Iran gives IAEA information about past nuclear activities

Iran shared information regarding its atomic past with United Nations’ watchdog organisation International Atomic Energy Agency, taking a step towards potentially meeting a condition for relief of sanctions that have crippled country

Photo by: Reuters
Photo by: Reuters

Iran's chief nuclear negotiator Abbas Araghchi attends a nuclear deal review meeting in Tehran August 9, 2015.

Iran has given the UN nuclear watchdog information regarding its atomic past, a milestone in potentially meeting a condition for sanctions relief under an accord reached with world powers last month.

Alongside the July 14 agreement to curb its nuclear programme in exchange for easing sanctions, Iran signed a deal with the International Atomic Energy Agency (IAEA) to resolve outstanding questions about the possible military dimensions (PMD) of its past nuclear activities.

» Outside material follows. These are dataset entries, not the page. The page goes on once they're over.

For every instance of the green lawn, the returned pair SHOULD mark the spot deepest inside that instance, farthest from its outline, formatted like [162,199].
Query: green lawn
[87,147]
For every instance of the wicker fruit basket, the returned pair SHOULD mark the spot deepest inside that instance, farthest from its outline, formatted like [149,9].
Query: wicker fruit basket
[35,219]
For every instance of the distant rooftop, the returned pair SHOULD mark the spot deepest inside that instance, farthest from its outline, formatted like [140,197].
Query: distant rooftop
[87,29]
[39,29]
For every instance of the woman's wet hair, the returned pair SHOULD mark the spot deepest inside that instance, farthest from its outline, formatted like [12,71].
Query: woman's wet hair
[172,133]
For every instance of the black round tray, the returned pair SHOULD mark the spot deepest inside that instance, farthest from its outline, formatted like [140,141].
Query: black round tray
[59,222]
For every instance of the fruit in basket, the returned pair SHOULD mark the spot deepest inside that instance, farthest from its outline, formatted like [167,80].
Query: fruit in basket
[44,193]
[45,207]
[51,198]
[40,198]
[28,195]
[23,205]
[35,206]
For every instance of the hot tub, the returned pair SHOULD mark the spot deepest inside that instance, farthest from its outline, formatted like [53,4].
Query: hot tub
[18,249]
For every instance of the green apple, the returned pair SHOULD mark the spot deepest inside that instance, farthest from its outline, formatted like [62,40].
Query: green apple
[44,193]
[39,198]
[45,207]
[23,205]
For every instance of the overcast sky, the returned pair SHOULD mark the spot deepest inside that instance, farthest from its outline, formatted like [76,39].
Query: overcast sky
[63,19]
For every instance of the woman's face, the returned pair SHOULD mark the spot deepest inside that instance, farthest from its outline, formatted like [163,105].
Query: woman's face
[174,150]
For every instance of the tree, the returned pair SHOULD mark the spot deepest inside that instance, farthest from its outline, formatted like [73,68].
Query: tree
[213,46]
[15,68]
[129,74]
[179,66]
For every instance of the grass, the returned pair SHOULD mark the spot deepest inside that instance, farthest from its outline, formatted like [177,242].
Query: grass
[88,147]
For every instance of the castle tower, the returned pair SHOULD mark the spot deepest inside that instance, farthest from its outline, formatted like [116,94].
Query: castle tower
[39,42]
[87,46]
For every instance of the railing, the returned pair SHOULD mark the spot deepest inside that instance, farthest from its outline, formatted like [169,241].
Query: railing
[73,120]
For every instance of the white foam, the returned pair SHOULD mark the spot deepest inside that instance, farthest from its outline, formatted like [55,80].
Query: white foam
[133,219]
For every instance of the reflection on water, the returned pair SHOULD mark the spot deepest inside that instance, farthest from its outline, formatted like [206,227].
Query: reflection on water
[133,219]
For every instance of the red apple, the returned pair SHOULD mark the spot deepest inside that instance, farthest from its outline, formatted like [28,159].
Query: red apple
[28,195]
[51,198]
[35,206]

"Iran today provided the IAEA with its explanation in writing and related documents as agreed in the road-map for the clarification of past and present outstanding issues regarding Iran's nuclear programme," the IAEA said on Saturday, confirming Iran had met a deadline.

For months, Iran had been stalling an IAEA investigation into the possible military aspects of its past nuclear activities, relating mostly to the period before 2003, saying the agency's data for its investigation was fabricated. The IAEA says it takes no information at face value.

Under the road-map, the IAEA could ask Tehran to provide more clarification by Oct. 15 so that the watchdog can write a final PMD report by the end of the year.

Full sanctions relief can only go ahead once the IAEA says Iran has complied not only with requests about its nuclear past but also with a range of measures to shrink its current atomic programme.

The agency has come under fire by US politicians for not disclosing its road-map agreement with Iran, which the UN body says is in line with its normal nuclear safeguards proceedings.

Republican US Senator Lindsey Graham, who chairs a committee overseeing his country's financial contribution to the IAEA, has said he would push to stop such money if the agency does not publish its arrangements with Iran.